Üstelik politik vurgular salt betimleme için de kullanılmıyor. Güvencesizlik, iş cinayetleri, ekolojik tahribat, teknik tahakküm, hayvan hakları, çocuk gelinler, hegemonik erkeklik ve dahi homofobi gibi olgular romanın olay örgüsünde yer bulan diğer unsurlar.

Elbette ki aşk da var, hatta her şeyin nirengi noktası gibi, lakin öyle ‘steril’ ya da ‘klişe’ kalıplarla yaşanan bir şey değil, artzamanlı okunduğunda bu çeşit olanını Kunduram, Sandukam, Zembilim şarkısı özetler belki, eşzamanlı okunduğunda ise “aşk bir bütün, bütünü ayıramazsın / yaşanmış yaşanmıştır, bir suçlu arayamazsın” dizeleri. Belki o güzelim şarkılarla ilgisi bile yoktur. Nazan Öncel okuyorsunuz yahu, vicdanınızın yakasına yapışır böyle, onu azaba sürükleyip esas orada sorguya çeker işte. Hele ki yaşamınızda ucundan kıyısından bir tekabülü varsa, vay halinize.

Bu yüzden itiraf etmeliyim ki o malum sayfayı okuduğumda kitabı yakmak istedim. Vapura atlayıp Burgaz Ada’ya gitmek, o iki karakter sahiden de yaşıyor mu diye soruşturmak istedim.
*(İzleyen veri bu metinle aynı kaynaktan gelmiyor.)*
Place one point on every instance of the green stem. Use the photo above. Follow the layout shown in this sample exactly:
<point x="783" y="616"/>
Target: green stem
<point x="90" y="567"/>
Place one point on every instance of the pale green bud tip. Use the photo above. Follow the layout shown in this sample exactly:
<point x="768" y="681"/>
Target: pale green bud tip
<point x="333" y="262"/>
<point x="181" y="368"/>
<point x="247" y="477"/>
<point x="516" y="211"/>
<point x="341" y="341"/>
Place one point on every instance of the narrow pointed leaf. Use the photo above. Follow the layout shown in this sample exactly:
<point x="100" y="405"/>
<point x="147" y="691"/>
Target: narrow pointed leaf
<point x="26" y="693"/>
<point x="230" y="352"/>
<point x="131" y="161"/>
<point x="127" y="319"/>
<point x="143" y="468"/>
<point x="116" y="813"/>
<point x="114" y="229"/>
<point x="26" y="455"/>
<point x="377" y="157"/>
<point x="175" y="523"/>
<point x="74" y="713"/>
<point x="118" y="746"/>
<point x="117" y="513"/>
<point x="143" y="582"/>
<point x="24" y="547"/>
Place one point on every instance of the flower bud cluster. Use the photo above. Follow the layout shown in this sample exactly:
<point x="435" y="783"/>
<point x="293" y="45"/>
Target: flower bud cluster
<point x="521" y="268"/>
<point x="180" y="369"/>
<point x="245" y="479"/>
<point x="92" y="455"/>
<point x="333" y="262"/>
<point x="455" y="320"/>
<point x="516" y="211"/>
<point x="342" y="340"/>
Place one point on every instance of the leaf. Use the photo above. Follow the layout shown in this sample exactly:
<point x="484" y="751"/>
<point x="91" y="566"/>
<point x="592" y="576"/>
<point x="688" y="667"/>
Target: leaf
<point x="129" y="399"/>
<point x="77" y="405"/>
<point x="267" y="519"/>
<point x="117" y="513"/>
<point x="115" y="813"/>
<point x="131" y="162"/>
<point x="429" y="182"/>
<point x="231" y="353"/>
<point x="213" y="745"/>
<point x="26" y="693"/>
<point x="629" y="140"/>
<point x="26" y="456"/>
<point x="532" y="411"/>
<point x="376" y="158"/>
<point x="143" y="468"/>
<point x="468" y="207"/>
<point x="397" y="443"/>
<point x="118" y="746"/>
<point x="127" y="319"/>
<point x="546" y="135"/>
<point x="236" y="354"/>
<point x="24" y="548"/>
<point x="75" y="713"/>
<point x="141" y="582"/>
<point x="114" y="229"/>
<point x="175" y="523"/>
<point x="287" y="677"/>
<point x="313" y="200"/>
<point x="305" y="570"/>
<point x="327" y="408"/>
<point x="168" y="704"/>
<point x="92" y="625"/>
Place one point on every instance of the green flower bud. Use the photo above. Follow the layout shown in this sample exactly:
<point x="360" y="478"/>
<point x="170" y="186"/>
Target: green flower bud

Cebimde bir atlı patlar olacaktı. Soru sormayacaktım, “niye ulan” demeyecektim, sadece ateş edecektim. Ama sonra kitabın sonunu alma merakım cinayet işleme hevesimi bastırdığından tekrar okumaya koyuldum: Zira arzularına kapılıp da korkuyla kaçındığın o kötü kaderi kendi ellerinle yaratmaktı mesele. Slavoj Žižek bunun ‘şeytani’ potansiyelini çoktan bizim jenerasyonun yüzüne vurmuştu bir kere: aşk hakkında konuşurken o kadar çok ‘bencilliğimizi’ hatırlatmıştı ki biz arzuladığımızı bir ‘kişi’ değil de bir ‘şey’, bir varoluş değil de bir ‘nesne’ bellemek gafletinden kendimizi sakınmak için özel bir çaba sarf etmeye başlamıştık. Ama romanda bunun da bir adım ötesi tartışılmış sanki: arzularına kapılıp da korkuyla kaçındığın o kötü kaderi yaşamak, fakat çok daha beterini de bu sefer arzuladığın o ‘kişiye’ yaşatmaktı söz konusu olan. Üstelik o denli güçlü bir çelişkiydi ki bu, kendini dondurmak, yüzyıl sonra uyanmak filan istersin, ‘gidip de gebermek’ istersin…

Tüm bunlarla beraber, eleştirilecek şeyler de -aranırsa- bulunur elbet: Örneğin son kısımlara doğru aşikâr bir ‘kırpma’ var metinde. Bütünlüğü ya da heyecanı aksatmasa da çoğu okurun gözüne ilişebilir. Eğer makas rasgele vurulsaydı bu bir ‘göz kırpma’ gibi algılanır ve açık uçlu bir yorumsama telaşesi yaratabilirdi okurlarda. Ancak -yerine tercih edildiği üzere- düğümün hızlıca çözülerek olay örgüsünün alelacele aydınlatılmasının, maalesef anlatımda da bir çeşit ‘büyü bozumuna’ yol açmış olduğu söylenebilir. (Romanı bir an önce bitirmesi için yazarı acele ettirenler olduysa eğer, bu sebepten bazı okurların ahını aldıklarını da bilsinler). Çünkü ansızın olay dizin baskın çıkmış, anlatıcı olan karakter de bu yüzden bir çeşit tanığa dönüşmüş gibi. En üzücü olanı ise aynı ‘kırpmanın’ ardından, öncesinde anlatımı fevkalade kılan o politik zamanlandırmanın yitirilerek yerini kronolojik tarihlendirmeye bırakmış olması.

Ezcümle benim göremediğim başka şeyler varsa da gözlüklerini kemirerek konuşmayı pek seven o edebiyat eleştirmenlerinin didaktik iştahını kabartabilir tabi ki. Lakin yazarın asli mecrasının roman değil de şarkı sözü ve müzik olduğu katiyen unutulmamalıdır. Kaldı ki o kadar kusur kadı kızında da olur, sokak kızında neden olmasın? Okurlar ise müsterih olsunlar, tek solukta biten bu akıcı romandan keyif almak için asla Nazan Öncel ‘fanı’ olmaya gerek yok. Okuyun bir an önce, üzüntünüzü derecelendirmeyi unutmadan.